Nasib industri penerbangan juga menyedihkan dimana 80% turis datang ke Indonesia dengan penerbangan. Dalam tiga bulan terakhir maskapai nasional merugi hingga Rp 2,2 triliun baik dari penerbangan domestik dan internasional, kata Denon Prawiraatmadja, Ketua Umum INACA.
Indonesia National Air Carriers Association (INACA) yang dipimpinnya mengalami total kerugian US$ 812 juta dalam 3 bulan untuk market domestik dan US$ 749 juta atau 1,2 triliun untuk internasional,” ungkapnya.
Kini disetopnya penerbangan penumpang hingga Juni 2020 membuat para maskapai harus merogoh kocek dalam-dalam lagi untuk menanggung beban biaya parkir pesawat mereka di bandara-bandara.
Hermawan Kertajaya, Founder & Chairman MarkPlus, mengatakan faktanya sektor pariwisata adalah sektor paling terdampak pandemi dan memiliki imbas kepada sektor lain. “Sekarang semua sadar ketika pariwisata stop, ekonomi juga stop. Semua baru sadar bahwa pariwisata adalah tulang punggung ekonomi. COVID-19 ini menarik, karena pariwisata tak akan pernah sama lagi,” kata Hermawan.
Sama seperti membaca up date resmi virus corona dari pemerintah yang tiap hari berubah, begitu pula kabar dari kalangan asosiasi pariwisata dan industri pendukung lainnya, tidak akan pernah sama lagi.
Tiba-tiba jadi ingat Doris Day, penyanyi legendaris Amerika Serikat yang tutup usai karena penyakit pneumonia, mirip-mirip penyakit Covid-19 yang menyerang paru-paru disebabkan oleh virus. Lirik lagu Que Sera Sera yang dinyanyikannya itu yang jadi makin bermakna.
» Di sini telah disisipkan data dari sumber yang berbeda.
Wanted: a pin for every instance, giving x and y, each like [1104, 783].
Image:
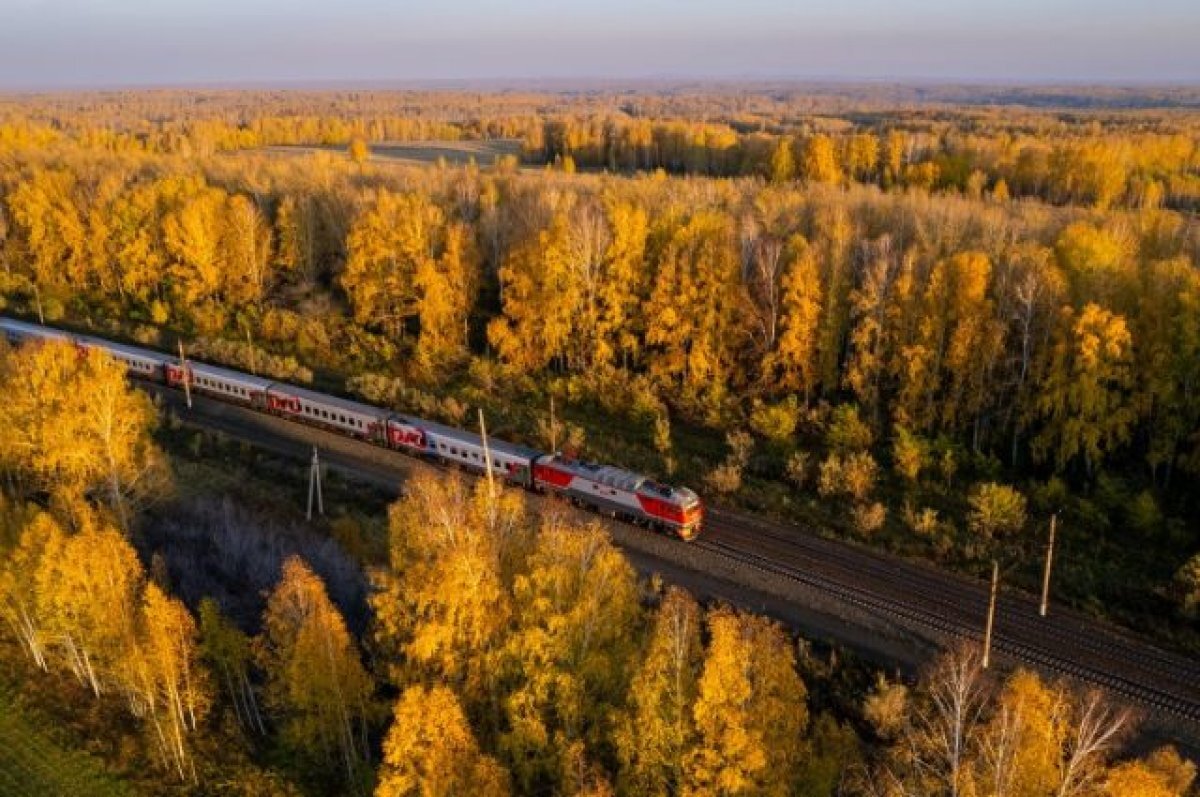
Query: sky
[88, 43]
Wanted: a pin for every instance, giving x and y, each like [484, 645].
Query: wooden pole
[487, 456]
[315, 485]
[185, 373]
[991, 613]
[1045, 574]
[253, 355]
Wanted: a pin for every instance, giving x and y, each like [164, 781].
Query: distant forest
[924, 318]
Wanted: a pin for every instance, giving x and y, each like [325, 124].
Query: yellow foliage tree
[569, 655]
[315, 679]
[89, 587]
[431, 751]
[70, 447]
[1084, 405]
[730, 754]
[793, 364]
[658, 731]
[443, 605]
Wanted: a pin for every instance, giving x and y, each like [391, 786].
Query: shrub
[829, 477]
[869, 517]
[852, 475]
[858, 474]
[724, 479]
[1143, 513]
[886, 708]
[996, 510]
[910, 455]
[847, 431]
[924, 522]
[798, 465]
[1187, 587]
[778, 421]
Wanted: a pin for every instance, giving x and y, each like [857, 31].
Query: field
[34, 763]
[424, 153]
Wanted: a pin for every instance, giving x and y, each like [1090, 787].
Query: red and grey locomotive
[603, 487]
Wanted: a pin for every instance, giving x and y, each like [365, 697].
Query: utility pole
[991, 613]
[487, 457]
[185, 373]
[1045, 574]
[315, 485]
[253, 355]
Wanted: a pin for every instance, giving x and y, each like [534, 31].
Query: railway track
[953, 607]
[918, 598]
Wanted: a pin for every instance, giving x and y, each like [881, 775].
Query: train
[604, 489]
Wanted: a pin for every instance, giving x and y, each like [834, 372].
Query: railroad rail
[952, 607]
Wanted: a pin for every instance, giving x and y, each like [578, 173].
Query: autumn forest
[927, 324]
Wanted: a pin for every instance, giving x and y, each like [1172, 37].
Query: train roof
[345, 405]
[121, 348]
[25, 328]
[472, 438]
[228, 375]
[605, 474]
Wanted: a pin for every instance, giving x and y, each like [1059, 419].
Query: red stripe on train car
[552, 477]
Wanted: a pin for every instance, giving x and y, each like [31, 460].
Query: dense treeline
[1139, 159]
[899, 347]
[519, 653]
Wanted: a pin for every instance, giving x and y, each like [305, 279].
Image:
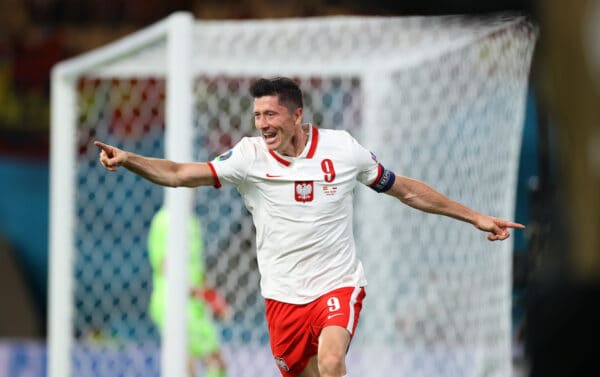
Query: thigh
[340, 307]
[312, 369]
[290, 336]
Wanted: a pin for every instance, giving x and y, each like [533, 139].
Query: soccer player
[297, 181]
[203, 341]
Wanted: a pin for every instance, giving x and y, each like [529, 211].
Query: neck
[298, 142]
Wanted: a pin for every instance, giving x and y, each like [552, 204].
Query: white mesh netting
[440, 99]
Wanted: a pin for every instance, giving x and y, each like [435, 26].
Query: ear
[298, 115]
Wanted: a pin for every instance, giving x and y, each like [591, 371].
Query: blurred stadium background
[556, 261]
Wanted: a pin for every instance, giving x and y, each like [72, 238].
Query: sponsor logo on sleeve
[224, 156]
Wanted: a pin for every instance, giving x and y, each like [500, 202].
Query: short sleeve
[369, 168]
[232, 166]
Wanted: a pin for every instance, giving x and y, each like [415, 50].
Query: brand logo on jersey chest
[304, 191]
[329, 190]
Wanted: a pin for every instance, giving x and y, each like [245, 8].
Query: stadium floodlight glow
[440, 99]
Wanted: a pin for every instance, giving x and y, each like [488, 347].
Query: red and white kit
[302, 210]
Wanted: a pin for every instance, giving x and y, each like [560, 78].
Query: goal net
[440, 99]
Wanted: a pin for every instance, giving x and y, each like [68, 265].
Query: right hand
[111, 157]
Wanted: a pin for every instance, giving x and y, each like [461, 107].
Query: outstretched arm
[420, 196]
[159, 171]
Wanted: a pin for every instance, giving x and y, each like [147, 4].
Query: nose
[260, 122]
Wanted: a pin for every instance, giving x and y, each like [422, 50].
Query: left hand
[497, 228]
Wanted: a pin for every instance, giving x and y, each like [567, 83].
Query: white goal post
[439, 99]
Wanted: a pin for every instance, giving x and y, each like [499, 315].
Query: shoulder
[339, 138]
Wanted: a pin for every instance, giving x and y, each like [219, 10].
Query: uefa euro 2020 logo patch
[282, 364]
[224, 156]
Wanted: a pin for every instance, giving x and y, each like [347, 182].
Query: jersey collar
[308, 151]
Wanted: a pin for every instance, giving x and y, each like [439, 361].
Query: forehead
[267, 103]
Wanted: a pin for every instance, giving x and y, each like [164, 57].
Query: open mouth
[269, 136]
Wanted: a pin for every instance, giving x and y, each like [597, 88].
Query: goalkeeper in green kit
[203, 341]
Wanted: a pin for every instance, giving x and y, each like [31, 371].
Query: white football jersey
[302, 209]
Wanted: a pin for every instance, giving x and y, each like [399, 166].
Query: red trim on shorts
[295, 329]
[215, 176]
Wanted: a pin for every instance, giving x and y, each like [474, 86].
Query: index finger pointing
[101, 145]
[510, 224]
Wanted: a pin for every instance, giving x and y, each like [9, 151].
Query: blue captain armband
[384, 180]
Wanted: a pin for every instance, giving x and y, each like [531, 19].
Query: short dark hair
[285, 89]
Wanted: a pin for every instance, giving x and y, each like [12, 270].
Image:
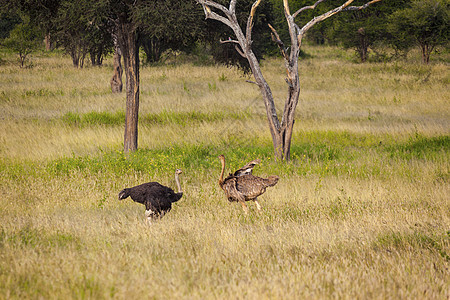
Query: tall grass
[361, 211]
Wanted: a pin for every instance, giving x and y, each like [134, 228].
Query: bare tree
[281, 130]
[116, 80]
[127, 40]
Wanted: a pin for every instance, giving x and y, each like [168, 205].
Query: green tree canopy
[23, 40]
[425, 23]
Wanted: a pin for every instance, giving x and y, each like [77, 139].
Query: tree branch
[248, 34]
[209, 14]
[362, 6]
[307, 7]
[277, 40]
[322, 17]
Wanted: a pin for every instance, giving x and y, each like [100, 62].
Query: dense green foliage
[84, 28]
[425, 23]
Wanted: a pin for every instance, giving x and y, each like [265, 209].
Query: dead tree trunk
[281, 131]
[127, 38]
[116, 80]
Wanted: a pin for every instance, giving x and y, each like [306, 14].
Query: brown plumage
[156, 197]
[242, 186]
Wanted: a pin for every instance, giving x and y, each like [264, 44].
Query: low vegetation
[361, 211]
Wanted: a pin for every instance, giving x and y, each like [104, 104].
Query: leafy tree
[40, 13]
[23, 40]
[364, 29]
[82, 28]
[8, 20]
[425, 23]
[168, 24]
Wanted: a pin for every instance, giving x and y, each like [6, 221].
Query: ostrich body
[156, 197]
[242, 186]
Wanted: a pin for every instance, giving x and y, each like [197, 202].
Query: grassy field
[362, 210]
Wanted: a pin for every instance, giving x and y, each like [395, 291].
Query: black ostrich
[156, 197]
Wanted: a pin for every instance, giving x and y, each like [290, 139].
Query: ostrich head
[222, 160]
[177, 181]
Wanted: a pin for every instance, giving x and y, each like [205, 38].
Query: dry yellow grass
[366, 221]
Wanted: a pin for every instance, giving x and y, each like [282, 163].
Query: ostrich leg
[257, 205]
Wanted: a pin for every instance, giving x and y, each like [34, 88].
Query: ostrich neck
[222, 172]
[177, 181]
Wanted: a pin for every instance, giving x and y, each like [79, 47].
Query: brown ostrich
[241, 186]
[156, 197]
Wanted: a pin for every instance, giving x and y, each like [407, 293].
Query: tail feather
[272, 180]
[178, 197]
[124, 194]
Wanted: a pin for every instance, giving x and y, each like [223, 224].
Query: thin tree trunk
[281, 131]
[116, 80]
[48, 42]
[127, 38]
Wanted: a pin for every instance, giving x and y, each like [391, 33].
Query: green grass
[361, 210]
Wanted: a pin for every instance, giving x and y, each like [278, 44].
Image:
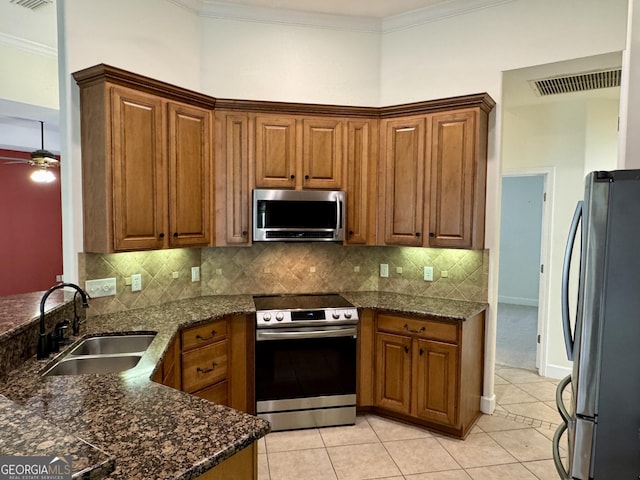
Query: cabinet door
[435, 381]
[393, 372]
[139, 180]
[403, 151]
[360, 173]
[453, 179]
[322, 153]
[189, 175]
[275, 152]
[238, 191]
Que sera, sera, what will be, will be ?. Que sera, sera, Whatever will be, will be , Apapun yang kan terjadi, terjadilah.
The future’s not ours to see. Kita tak tahu yang kan terjadi di masa depan. Que sera, sera, What will be, will be, Apapun yang kan terjadi, terjadilah atau kita bisa juga jangan menyerah begitu tapi what must we do now to make a better tomorrow ?.